Büroya geldim: internette biraz gezindin, bilgi topladım..
Her gün 5 milyon ekmek çöpe gidiyor, üstelik 2019 yılı verileri bu..
Türkiye İsrafı Önleme Vakfı Yönetim Kurulu Başkanı Prof Dr. Aziz Akgül, “Türkiye’de yılda israf edilen gıda miktarı 26 milyon tondur. Bunun karşılığı 214 milyar lira. Her gün 4.9 milyon, yılda toplam 1.7 milyar adet ekmek çöpe atılıyor” açıklamasını gördüm..
Az düşünün bunu ben söylemiyorum: Her gün 5 milyon ekmek çöpe gidiyor
Hadisi şerif : “ Yiyiniz içiniz ancak israf etmeyiniz,” diyen bir dinin mensubu olarak bu kadar ekmeği nasıl çöpe atabiliyoruz..
Önceki günde yazmıştım: Sabah kahvaltısı yapıyor bir dostumuz üstelik de Hacı Haremeyen, bir lokma ekmeği tabağında bıraktı, yesen ölümüsün demek geldi içimden..
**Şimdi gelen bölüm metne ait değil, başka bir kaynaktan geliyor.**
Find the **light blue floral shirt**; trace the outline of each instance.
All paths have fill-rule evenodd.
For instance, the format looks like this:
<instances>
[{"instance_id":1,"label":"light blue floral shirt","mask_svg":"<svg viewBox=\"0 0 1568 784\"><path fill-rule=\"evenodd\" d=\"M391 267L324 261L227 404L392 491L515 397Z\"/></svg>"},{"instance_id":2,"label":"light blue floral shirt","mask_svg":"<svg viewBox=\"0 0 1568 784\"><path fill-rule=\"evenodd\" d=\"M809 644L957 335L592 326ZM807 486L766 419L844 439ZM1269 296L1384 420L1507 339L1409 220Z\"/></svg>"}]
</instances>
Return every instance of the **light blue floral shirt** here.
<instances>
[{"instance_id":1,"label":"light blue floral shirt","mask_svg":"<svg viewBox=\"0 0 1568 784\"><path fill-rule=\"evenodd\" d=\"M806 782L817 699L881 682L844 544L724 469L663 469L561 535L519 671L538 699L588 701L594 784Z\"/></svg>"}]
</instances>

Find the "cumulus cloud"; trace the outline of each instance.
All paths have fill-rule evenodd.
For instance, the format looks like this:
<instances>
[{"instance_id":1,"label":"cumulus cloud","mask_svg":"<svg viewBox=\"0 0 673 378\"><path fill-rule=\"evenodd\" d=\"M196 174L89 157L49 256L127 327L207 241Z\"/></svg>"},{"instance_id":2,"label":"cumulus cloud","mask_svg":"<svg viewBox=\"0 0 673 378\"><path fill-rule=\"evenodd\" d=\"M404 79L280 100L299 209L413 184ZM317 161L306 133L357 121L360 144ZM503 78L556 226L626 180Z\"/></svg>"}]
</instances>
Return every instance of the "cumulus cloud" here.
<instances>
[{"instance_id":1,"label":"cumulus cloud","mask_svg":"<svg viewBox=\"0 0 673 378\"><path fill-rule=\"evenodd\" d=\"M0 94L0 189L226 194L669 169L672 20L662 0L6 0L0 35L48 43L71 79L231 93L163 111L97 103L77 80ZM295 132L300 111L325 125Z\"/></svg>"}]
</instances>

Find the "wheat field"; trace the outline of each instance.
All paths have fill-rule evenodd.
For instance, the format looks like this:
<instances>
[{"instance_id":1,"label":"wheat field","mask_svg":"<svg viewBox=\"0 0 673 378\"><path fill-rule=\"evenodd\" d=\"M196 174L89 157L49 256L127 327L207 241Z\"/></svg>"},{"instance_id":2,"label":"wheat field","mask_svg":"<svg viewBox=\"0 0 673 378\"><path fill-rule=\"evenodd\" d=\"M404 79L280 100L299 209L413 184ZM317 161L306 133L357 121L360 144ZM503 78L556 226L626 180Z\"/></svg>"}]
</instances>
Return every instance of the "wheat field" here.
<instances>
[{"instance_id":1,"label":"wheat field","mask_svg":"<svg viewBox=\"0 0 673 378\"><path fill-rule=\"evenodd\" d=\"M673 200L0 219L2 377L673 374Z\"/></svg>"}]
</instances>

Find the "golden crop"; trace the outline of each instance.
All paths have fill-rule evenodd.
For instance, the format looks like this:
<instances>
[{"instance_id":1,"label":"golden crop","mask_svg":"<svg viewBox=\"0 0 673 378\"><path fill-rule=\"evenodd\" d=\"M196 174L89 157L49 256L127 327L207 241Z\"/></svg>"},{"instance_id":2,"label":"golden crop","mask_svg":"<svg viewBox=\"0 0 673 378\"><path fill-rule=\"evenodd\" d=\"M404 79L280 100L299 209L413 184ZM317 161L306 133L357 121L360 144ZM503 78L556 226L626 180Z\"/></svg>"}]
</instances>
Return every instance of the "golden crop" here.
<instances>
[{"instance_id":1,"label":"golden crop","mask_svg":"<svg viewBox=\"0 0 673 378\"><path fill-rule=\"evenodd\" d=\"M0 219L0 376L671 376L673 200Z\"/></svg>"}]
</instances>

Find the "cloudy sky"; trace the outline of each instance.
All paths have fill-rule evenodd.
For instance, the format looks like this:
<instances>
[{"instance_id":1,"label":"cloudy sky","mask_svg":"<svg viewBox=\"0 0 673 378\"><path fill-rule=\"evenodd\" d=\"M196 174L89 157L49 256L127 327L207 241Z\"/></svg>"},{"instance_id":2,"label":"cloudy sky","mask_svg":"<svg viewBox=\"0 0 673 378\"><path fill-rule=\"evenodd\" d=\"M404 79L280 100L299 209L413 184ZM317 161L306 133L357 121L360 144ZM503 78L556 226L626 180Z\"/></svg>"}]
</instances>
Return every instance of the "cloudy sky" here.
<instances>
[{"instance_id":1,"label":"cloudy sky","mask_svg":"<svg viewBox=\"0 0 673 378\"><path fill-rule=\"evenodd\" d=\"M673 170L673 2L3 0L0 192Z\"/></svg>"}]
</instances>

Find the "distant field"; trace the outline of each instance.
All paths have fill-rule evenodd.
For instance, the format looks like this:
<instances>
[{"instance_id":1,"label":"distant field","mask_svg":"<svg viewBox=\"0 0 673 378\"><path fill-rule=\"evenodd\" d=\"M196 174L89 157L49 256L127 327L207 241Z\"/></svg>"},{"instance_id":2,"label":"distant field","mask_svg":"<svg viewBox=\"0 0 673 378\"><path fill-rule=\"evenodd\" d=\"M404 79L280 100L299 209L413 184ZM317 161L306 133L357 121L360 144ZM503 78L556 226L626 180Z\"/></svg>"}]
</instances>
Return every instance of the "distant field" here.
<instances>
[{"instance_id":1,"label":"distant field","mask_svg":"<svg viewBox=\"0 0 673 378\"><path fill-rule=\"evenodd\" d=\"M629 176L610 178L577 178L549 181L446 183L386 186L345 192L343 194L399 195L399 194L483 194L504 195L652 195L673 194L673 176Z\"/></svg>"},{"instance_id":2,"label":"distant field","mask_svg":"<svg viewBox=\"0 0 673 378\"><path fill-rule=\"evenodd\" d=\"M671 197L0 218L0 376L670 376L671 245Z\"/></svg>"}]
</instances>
Bir yılda yetişen 49 milyon ton meyve ve sebzenin yüzde 25-40’ının kaybolduğunu veya israf edildiğini söyleyen Akgül, “TÜBİTAK tarafından yapılan araştırmalara göre, israf edilen sebze ve meyve miktarı 12 milyon ton ve 25 milyar lira değerinde” diye konuştu. Akgül, bu miktarın Türkiye’nin toplam meyve ve sebze ihracatının dört katından fazla olduğunun altını çizdi.
Kuruluk patlıcan alırdı baba: Anam onu oyar , dışını ipe dizer kurumaya asarken, içinden kızartma, patlıcan kavurması, turşu yapardı..
Bugün ben kendim için söylüyorum: eve dolmalık malzeme alıyoruz, örnek, kapak – patlıcan içi tamı çöpe gidiyor..
Eve ekmek alıyorum, yarısı çöpe gidiyor..
Bulgur, makarna, pirinç vs. yarısını yiyoruz, yarısı çöpe gidiyor..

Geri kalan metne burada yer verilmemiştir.